Classic versus deep learning approaches to address computer vision challenges: a study of faint edge detection and multispectral image registration

Computer Vision involves many challenging problems. While early work utilized classic methods, in recent years solutions have often relied on deep neural networks. In this study, we explore those two classes of methods through two applications that are at the limit of the ability of current computer vision algorithms, i.e., faint edge detection and multispectral image registration. We show that the detection of edges at a low signal-to-noise ratio is a demanding task with proven lower bounds. The introduced method processes straight and curved edges in nearly linear complexity. Moreover, performance is of high quality on noisy simulations, boundary datasets, and real images. However, in order to improve accuracy and runtime, a deep solution was also explored. It utilizes a multiscale neural network for the detection of edges in binary images using edge preservation loss. The second group of work that is considered in this study addresses multispectral image alignment. Since multispectral fusion is particularly informative, robust image alignment algorithms are required.
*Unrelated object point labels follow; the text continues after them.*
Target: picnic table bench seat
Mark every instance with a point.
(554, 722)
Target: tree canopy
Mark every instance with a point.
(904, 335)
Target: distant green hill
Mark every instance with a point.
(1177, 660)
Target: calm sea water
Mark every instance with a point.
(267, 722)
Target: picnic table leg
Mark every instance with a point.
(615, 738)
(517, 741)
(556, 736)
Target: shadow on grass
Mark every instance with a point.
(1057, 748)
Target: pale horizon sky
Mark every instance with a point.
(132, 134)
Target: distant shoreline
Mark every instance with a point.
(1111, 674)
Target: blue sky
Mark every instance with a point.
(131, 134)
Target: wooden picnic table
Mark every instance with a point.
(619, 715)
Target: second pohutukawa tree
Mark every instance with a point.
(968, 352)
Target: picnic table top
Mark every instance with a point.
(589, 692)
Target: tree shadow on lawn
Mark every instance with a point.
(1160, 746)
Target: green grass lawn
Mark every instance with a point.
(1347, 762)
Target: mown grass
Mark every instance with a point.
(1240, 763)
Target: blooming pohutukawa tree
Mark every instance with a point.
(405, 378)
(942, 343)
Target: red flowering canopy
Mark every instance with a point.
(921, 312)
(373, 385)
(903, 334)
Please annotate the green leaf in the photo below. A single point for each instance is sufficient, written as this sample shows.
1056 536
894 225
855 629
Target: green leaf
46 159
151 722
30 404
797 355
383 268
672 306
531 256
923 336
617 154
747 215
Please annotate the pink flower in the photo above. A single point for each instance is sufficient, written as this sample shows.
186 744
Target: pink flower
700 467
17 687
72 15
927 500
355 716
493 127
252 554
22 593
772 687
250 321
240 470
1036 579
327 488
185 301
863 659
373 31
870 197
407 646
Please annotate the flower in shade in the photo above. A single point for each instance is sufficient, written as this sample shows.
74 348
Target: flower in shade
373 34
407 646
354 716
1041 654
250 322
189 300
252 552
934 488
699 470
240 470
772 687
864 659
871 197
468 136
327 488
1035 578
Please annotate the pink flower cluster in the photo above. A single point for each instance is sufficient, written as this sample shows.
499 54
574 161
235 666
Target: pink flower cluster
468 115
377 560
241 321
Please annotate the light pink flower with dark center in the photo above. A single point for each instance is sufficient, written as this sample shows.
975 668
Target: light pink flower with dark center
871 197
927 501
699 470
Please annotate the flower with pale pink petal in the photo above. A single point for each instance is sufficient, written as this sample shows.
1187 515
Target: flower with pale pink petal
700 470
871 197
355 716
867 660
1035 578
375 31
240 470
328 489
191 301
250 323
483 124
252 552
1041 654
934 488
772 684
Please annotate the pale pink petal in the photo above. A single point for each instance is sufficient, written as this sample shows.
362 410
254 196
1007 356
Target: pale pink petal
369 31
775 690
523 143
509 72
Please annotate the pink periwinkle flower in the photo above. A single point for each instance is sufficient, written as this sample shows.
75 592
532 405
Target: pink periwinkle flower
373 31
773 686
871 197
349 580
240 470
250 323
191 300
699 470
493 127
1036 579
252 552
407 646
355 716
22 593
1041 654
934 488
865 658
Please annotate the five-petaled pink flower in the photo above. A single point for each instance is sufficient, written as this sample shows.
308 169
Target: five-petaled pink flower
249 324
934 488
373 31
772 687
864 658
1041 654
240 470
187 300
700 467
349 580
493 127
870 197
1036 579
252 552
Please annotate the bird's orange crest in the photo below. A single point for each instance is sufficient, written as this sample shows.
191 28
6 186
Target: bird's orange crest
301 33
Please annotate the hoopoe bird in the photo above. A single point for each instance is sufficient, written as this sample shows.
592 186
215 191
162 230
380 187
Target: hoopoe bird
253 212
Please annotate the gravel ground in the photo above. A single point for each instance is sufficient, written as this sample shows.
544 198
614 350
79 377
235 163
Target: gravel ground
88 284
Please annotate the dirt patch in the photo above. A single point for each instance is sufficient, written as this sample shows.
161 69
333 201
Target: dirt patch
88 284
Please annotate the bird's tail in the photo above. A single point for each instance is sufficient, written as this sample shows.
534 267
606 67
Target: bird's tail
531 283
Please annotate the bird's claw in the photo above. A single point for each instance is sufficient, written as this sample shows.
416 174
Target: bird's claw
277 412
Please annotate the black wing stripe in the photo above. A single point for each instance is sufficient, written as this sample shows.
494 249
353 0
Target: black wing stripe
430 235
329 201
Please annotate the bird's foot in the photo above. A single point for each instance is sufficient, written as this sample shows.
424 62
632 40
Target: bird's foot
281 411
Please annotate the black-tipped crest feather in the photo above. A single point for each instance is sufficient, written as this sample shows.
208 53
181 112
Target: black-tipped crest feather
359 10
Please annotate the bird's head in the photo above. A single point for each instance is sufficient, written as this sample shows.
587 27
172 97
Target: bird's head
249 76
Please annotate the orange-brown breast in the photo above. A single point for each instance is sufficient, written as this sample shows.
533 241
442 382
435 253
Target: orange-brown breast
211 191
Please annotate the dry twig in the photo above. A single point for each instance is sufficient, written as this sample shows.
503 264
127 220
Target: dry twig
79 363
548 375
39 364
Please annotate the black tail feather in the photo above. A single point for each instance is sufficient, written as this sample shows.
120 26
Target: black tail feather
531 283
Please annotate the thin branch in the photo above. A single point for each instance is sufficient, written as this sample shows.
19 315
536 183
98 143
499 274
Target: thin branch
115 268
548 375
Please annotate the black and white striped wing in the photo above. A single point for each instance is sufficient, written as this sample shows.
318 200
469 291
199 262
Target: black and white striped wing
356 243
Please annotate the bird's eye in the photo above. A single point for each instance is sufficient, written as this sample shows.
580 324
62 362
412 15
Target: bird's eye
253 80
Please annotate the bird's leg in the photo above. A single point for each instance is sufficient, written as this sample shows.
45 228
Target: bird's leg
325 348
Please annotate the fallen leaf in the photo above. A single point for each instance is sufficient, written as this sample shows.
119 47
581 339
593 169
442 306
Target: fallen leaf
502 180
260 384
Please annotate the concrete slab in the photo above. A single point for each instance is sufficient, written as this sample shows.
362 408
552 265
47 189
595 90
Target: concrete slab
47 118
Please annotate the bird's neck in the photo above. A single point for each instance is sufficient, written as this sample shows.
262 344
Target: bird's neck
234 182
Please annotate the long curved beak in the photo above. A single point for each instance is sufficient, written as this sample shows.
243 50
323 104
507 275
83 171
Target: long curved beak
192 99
However, as this cannot be carried out by single-channel registration methods, we propose a traditional approach that relies on a novel edge descriptor using a feature-based registration scheme. Experiments demonstrate that, although it is able to align a wide field of spectral channels, it lacks robustness to deal with every geometric transformation. To that end, we developed a deep approach for such alignment. Contrarily to the previously suggested edge descriptor, our deep approach uses an invariant representation for spectral patches via metric learning that can be seen as a teacher-student method. All those pieces of work are reported in five published papers with state-of-the-art experimental results and proven theory. As a whole, this research reveals that, while traditional methods are rooted in theoretical principles and are robust to a wide field of images, deep approaches are faster to run and achieve better performance if, not only sufficient training data are available, but also they are of the same image type as the data on which they are applied.